Oversimplifying a serious matter or a fair cop – were Sam Kerr’s alleged words really racist?

Sam kerr has been charged with racially agrravated harassment twiards a UK police officer.
Sam Kerr has been charged with racially aggravated harassment towards a UK police officer. Photograph: Carl Recine/Reuters

For more than 24 hours, Australians were left wondering what beloved Matildas captain Sam Kerr could possibly have said that levelled a charge of racism against her by a London police officer.

After it was revealed the phrase allegedly used was “stupid white bastard”, the reactions came in thick and fast.

Kerr has been charged with racially aggravated harassment and has pleaded not guilty to using insulting, threatening or abusive words that caused alarm or distress to a police officer in January 2023.

Roger Cook, the Labor premier of Kerr’s home state of Western Australia, said he did not believe the comments were racist, a view with which NSW premier, Chris Minns, agreed. And it was shared across the political divide as well with conservative Nationals senator Matt Canavan saying he was a “white guy” and he was not offended.

But independent NSW MP Rod Roberts said such a comment shouldn’t be tolerated – and wouldn’t be if the word “white” was replaced with “black”. Former Socceroo Craig Foster said interpersonal racism against a white person is still racism.

So, is it?

Prof Fethi Mansouri, an expert in intercultural communication at Deakin University, said “it is very difficult to see how this can amount to being a serious racist incident”.

“If we [say] that we are really trivialising and oversimplifying the huge impact that racism is actually having on people who are oppressed.”

It’s all to do with power and the governance systems that reinforce it, Mansouri said.

“Racism, in many ways, reflects the notion that one group is categorised on a hierarchy as being better than the other group … You are basically pejoratively putting someone down in a way that relates to your own position within society.

“You only have to look at the history of power imbalance between white people and people of colour, only have to look at history of slavery and colonisation to see this,” he said.

For Mansouri, it’s difficult to see how an incident could engender harm or injury on an individual if the subject belongs “to the majority white group in that society and the perpetrator is a person of colour”.

“We’re talking about London. We’re talking about someone who belongs to the Metropolitan police. It is very difficult to see how that is reinforcing an existing imbalance in power relationships.”

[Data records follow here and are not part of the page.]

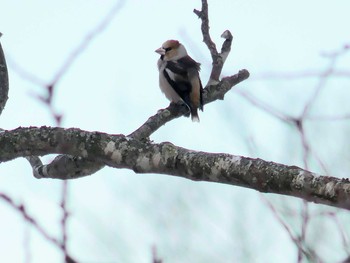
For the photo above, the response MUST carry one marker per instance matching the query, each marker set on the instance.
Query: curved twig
(4, 80)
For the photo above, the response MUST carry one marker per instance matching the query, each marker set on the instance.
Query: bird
(179, 77)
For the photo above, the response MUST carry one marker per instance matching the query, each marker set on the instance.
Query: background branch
(4, 81)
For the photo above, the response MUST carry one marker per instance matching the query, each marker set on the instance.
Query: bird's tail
(194, 115)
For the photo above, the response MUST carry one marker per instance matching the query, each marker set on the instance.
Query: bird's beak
(160, 51)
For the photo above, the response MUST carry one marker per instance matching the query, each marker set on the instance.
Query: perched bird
(179, 76)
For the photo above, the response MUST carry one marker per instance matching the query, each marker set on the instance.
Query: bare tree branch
(33, 222)
(120, 151)
(217, 58)
(4, 81)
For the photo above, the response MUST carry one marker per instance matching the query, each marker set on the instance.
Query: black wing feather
(182, 84)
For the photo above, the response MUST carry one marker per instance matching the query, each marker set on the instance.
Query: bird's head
(172, 50)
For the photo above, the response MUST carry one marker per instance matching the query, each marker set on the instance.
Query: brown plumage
(179, 76)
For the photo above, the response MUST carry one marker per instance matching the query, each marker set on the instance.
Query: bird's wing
(177, 76)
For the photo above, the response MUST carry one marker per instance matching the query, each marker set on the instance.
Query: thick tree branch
(4, 81)
(120, 151)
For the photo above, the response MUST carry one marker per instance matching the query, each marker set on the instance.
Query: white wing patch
(171, 74)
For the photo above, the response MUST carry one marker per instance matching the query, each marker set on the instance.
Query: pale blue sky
(113, 87)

Racism in the context of Kerr’s case has been stripped of what the sociologist Miri Song calls its “history, severity and power”, Alana Lentin and Francis Awaritefe wrote in the Guardian on Friday. “Racism is no longer the ideology that accompanies racial capitalist systems of colonialism, slavery and imperialism; it becomes a matter of individual morality.”

The incident comes amid burgeoning accusations of “anti-white” racism or reverse racism globally, which Mansouri said is when “people who are members of the majority groups … go on the offensive, saying: ‘Well, I’m also being subjected to racism’”.

Mansouri said such claims minimise real acts of racism, warning that a “lack of understanding of the history of racism, of its complex manifestations, can lead to really oversimplifying our discussions”.

Foster said in a statement posted to social media that regardless of the outcome of the charge, if the statement is verified Kerr should be stood down as captain.

“It is possible to be innocent of criminal charges and have breached the standards necessary to lead the country in any sport,” he wrote, adding that if Kerr were stood down she would “have a great opportunity to learn, understand and become a very powerful symbol of anti-racism in Australia”.

But for some Australians, the episode has just enhanced the national hero status of Kerr, who has Indian heritage.

The independent senator Lidia Thorpe called for statues of Captain Cook to be replaced with Sam Kerr: “Our one true captain.”

Both Football Australia and Chelsea, for whom Kerr plays in the Women’s Super League, have said Kerr has their support.

Dr Johanna Adriaanse, a UTS expert in sport and women, said while Kerr is a high-profile sports star and a role model for women “she is human after all and can make a mistake”.

“However, what happens after that mistake is crucial … and I am surprised that Sam did not disclose the incident to Football Australia,” she said.

“When the story first broke I assumed – and think lots of others did too – that it was against a black police officer, but I think the twist in the story is [it was] against a white police officer. And I think that changes a whole lot of things and whether, in this case, it is actually racism.”

Rana Hussein, who worked at Cricket Australia as the diversity and inclusion manager, said the varying reactions to the case shows the tension Australians have with how the nation views women in sport.

“There’s this undercurrent of surprise that this was coming from the women’s sporting sector,” Hussein said. “I think its indicative of the way we do see women and women in sport as being kind of the moral centre … and I just don’t think that’s helpful,” she said.

“I want to know what her view on what happened was and we still haven’t yet heard from her.”